Always Pay Off Your Balance In Full Each Month
Having a credit card and paying off the balance in full when your bill arrives each month can be a fantastic way of building up your credit score. If you’re thinking of applying for a mortgage or other loan in the future, but currently have a bad credit history, this can really help. Credit agencies love to see that you can be trusted to borrow money and then pay it all back quickly.
That said, it’s important to never treat a credit card as a way to spend more money than you have. It sounds simple, but it’s surprising how many people consider it a kind of bonus that never really needs repaying, aside from the monthly minimum.
If you have that mindset, you will not only wipe out any potential savings made with the cashback offer but also potentially get yourself into debt and harm your credit rating.
So, use the credit card for your groceries and other essentials as you normally would, and if you can afford big purchases and were planning to buy them anyway, that’s another great way to get more cashback.

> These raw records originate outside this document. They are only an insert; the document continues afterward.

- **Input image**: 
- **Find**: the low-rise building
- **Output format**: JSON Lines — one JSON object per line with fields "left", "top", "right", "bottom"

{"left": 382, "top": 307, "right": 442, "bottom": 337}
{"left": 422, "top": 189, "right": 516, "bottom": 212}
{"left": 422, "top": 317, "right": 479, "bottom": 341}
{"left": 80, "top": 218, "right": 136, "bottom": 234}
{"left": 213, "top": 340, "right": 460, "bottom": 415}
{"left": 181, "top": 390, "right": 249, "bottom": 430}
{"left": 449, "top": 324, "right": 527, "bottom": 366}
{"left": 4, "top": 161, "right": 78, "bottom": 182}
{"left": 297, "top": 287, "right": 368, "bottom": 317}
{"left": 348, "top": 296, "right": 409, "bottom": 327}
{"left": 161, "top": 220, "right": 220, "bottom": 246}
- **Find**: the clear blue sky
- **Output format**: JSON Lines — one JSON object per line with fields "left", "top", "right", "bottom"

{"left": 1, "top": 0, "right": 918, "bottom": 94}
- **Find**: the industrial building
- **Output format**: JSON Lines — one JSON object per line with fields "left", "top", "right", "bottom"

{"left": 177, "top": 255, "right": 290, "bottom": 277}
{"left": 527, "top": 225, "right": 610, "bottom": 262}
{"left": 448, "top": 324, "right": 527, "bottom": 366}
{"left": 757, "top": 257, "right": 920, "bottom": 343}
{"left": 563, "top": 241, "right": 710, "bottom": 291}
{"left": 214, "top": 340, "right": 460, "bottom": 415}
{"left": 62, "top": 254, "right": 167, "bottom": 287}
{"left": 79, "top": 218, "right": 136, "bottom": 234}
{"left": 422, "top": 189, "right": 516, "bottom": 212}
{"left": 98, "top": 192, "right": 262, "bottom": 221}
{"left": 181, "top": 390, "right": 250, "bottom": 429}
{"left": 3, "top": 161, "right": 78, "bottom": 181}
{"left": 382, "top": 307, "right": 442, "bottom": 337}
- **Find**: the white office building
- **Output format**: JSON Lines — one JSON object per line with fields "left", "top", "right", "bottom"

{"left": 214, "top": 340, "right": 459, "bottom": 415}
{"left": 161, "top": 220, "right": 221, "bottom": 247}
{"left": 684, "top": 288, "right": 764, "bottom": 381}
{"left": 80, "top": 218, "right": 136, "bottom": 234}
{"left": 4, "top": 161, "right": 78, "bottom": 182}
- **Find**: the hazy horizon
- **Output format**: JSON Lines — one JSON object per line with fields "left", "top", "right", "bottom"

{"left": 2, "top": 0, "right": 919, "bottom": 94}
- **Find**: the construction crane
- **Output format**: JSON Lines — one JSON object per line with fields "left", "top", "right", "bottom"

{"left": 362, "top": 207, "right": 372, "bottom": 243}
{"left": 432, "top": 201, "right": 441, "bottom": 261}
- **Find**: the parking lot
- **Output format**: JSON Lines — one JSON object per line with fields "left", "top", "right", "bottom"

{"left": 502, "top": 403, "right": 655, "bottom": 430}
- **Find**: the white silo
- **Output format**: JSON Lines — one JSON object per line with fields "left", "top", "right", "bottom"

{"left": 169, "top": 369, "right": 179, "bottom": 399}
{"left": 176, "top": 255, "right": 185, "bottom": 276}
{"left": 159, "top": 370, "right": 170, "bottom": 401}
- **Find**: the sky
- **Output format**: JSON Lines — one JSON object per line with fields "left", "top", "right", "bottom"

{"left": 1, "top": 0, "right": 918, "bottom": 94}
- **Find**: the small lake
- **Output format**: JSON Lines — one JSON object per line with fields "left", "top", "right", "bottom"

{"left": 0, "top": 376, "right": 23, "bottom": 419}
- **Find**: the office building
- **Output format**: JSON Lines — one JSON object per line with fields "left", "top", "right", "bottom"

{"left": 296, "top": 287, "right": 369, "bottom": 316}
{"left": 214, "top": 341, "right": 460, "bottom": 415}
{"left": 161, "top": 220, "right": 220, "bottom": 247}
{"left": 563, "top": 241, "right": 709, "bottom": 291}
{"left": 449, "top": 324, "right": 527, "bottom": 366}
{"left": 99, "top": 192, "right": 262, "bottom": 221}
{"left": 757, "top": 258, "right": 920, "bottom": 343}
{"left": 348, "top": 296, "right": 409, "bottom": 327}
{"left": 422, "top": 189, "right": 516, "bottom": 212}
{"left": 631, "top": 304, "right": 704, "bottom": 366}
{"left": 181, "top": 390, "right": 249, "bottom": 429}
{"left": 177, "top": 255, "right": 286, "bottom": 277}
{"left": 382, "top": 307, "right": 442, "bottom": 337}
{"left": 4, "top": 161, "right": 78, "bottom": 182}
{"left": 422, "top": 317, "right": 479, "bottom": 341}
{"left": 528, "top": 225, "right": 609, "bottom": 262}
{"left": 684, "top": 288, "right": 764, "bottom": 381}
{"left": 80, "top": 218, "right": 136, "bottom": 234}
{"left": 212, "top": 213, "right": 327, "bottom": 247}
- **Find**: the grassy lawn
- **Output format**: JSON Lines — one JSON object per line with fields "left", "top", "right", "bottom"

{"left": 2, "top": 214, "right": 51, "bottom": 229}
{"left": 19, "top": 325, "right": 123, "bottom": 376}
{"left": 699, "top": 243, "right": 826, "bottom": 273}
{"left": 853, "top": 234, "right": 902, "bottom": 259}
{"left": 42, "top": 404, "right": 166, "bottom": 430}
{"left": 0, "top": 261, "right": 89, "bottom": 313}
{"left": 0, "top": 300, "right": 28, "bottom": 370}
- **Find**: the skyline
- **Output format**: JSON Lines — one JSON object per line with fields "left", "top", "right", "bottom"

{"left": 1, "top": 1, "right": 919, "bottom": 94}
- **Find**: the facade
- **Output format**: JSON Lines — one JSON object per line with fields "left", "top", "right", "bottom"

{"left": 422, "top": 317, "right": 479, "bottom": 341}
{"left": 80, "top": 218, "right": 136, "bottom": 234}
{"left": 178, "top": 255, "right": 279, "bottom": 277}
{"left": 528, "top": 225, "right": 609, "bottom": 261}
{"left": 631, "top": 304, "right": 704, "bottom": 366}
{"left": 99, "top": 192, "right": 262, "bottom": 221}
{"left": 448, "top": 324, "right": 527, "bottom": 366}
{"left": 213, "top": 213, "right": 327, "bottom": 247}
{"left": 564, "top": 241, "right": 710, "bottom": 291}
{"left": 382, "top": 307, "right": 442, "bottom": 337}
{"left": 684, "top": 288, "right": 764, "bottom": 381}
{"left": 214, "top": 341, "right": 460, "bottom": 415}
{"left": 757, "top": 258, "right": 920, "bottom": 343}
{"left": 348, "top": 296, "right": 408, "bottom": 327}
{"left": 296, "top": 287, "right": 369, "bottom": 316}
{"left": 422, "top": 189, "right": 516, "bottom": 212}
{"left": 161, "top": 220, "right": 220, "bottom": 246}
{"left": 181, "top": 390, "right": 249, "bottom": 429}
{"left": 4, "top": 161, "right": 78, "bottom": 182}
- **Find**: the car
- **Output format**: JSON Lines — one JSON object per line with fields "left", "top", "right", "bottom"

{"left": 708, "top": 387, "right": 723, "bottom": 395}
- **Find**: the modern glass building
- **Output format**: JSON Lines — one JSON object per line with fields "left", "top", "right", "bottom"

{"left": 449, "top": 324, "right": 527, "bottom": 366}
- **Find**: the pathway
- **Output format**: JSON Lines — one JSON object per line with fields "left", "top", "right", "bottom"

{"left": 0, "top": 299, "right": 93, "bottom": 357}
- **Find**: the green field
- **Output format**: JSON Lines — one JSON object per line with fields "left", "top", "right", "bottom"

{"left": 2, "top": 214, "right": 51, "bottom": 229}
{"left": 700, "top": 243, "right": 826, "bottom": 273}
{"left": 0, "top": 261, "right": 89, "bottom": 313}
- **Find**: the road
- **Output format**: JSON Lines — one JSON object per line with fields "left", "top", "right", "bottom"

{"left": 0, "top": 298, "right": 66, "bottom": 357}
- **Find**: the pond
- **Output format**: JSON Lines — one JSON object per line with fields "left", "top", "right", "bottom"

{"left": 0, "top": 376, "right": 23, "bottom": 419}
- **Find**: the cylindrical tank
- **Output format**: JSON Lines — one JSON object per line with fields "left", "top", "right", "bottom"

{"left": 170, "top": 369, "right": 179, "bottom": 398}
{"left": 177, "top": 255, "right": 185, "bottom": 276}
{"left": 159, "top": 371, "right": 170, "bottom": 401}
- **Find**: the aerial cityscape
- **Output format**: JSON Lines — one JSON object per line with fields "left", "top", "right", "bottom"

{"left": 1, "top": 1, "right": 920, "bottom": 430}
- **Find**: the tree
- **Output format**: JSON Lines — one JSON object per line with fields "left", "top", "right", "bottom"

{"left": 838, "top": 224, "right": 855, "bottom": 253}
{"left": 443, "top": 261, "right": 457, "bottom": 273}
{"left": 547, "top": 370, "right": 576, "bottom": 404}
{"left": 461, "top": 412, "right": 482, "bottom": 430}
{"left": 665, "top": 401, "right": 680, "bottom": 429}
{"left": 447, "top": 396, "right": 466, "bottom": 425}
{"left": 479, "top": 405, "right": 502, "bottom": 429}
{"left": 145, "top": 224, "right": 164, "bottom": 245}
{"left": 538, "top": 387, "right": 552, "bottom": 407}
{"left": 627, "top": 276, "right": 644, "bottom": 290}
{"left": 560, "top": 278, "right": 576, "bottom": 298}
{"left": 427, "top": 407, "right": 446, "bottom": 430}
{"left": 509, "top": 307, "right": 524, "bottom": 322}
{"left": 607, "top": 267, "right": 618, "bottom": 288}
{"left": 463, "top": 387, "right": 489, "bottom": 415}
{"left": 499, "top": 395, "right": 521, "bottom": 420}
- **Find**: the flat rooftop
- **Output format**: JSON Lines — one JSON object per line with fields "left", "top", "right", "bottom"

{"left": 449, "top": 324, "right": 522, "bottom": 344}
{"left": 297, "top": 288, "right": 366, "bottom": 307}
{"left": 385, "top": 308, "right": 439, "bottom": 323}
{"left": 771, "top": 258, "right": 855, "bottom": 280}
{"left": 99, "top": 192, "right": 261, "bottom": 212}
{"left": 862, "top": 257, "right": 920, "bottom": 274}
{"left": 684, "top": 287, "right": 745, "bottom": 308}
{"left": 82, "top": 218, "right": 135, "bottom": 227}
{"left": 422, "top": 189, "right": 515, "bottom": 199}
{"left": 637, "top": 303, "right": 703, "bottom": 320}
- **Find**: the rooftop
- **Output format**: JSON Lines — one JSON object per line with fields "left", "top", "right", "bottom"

Credit cards can often be used on airfare, for example.
Plus, many credit cards include some type of insurance on purchases, so check out the details and be aware of those benefits too.
Just never carry a balance from month to month, and use the included app or another spending tool to keep an eye on your purchasing and stay within sensible limits.
Use The Card Wherever You Can
Keep in mind that a credit card should never be a reason to spend more than you normally would. But when you do head to the store or shop online, make it a habit to use the cashback card.
For your favorite online retailers, change your preferred payment method to the card. Keep it at the front of your cards in your purse or wallet too, so you don’t forget to swipe that card at the register.
Just bear in mind that you’ll always need to stay within your credit limit to avoid paying heavy fees. When you receive your card, you should be made aware of the limit you can spend without incurring fines. Pay off your balance in full every month and you’ll never spend a penny on interest or charges.
This is another great reason to build up your credit rating: The higher your rating, the higher your credit limit will tend to be. This makes it easier to avoid going over the limit. So, as long as your spending is kept in control, you’ll avoid those pesky fines.
Finally, bear in mind that many introductory offers are only a temporary boon. Some cards offer as high as 5 percent uncapped cashback in the first few months, which is pretty amazing while it lasts. That said, this usually drops to around 0.5 percent to 1 percent from then on.
Considering that rent or mortgage payments are usually the highest annual cost to a family, but you can’t usually use a credit card for those, the amount you get back may be less than you think.
As an example, 0.5 percent of $50,000 is only $250. It’s certainly better than nothing, but should be looked at as a small bonus in the grand scheme of things.
In summary, cashback credit cards can seem too good to be true, and indeed sometimes they are. You’ll need to shop around a little and select a card without a minimum yearly spend, or one you’ll easily reach, to reap any rewards.
Avoid spending more than you normally would, remembering that a credit card should always be used like any other card, and you should keep things in control and make a little bonus each year.